I look up into the mirror and see the sleepy reflection of my mom, holding the black cat in her arms. I put the athame down on the counter.

“Hey, Mom. Sorry to wake you.”

“You know I like to be up when you come in anyway. You should always wake me, so I can sleep.”

I don’t tell her how dumb that sounds; I just turn on the faucet and start to run the blade under the cold water.

“I’ll do it,” she says, and touches my arm. Then of course she grabs my wrist, because she can see the bruises that are starting to purple up all along my forearm.

I expect her to say something motherly; I expect her to quack around like a worried duck for a few minutes and go to the kitchen to get ice and a wet towel, even though the bruises are by no means the worst mark I’ve ever gotten. But this time she doesn’t. Maybe because it’s late, and she’s tired. Or maybe because after three years she’s finally starting to figure out that I’m not going to quit.

“Give it to me,” she says, and I do, because I’ve gotten the worst of the black stuff off already. She takes it and leaves. I know that she’s off to do what she does every time, which is to boil the blade and then stab it into a big jar of salt, where it will sit under the light of the moon for three days. When she takes it out she’ll wipe it down with cinnamon oil and call it good as new.

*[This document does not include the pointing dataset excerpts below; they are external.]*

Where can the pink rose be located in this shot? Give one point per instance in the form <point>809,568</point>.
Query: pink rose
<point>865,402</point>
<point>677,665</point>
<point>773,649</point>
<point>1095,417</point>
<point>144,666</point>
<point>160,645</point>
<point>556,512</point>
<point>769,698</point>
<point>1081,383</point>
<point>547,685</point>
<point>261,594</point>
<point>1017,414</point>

She used to do the same thing for my dad. He’d come home from killing something that was already dead and she’d kiss him on the cheek and take away the athame, as casually as any wife might carry in a briefcase. He and I used to stare at the thing while it sat in its jar of salt, our arms crossed over our chests, conveying to each other that we both thought it was ridiculous. It always seemed to me like an exercise in make-believe. Like it was Excalibur in the rock.

But my dad let her do it. He knew what he was getting into when he met and married her, a pretty, auburn-haired Wiccan girl with a strand of white flowers braided around her neck. He’d lied back then and called himself Wiccan too, for lack of a better word. But really, Dad wasn’t much of anything.

He just loved the legends. He loved a good story, tales about the world that made it seem cooler than it really was. He went crazy over Greek mythology, which is where I got my name.

They compromised on it, because my mom loved Shakespeare, and I ended up called Theseus Cassio. Theseus for the slayer of the Minotaur, and Cassio for Othello’s doomed lieutenant. I think it sounds straight-up stupid. Theseus Cassio Lowood. Everyone just calls me Cas. I suppose I should be glad—my dad also loved Norse mythology, so I might have wound up being called Thor, which would have been basically unbearable.

I exhale and look in the mirror. There are no marks on my face, or on my gray dress button-up, just like there were no marks on the Rally Sport’s upholstery (thank god). I look ridiculous. I’m in slacks and sleeves like I’m out on a big date, because that’s what I told Mr. Dean I needed the car for. When I left the house tonight my hair was combed back, and there was a little bit of gel in it, but after that fucking kerfuffle it’s hanging across my forehead in dark streaks.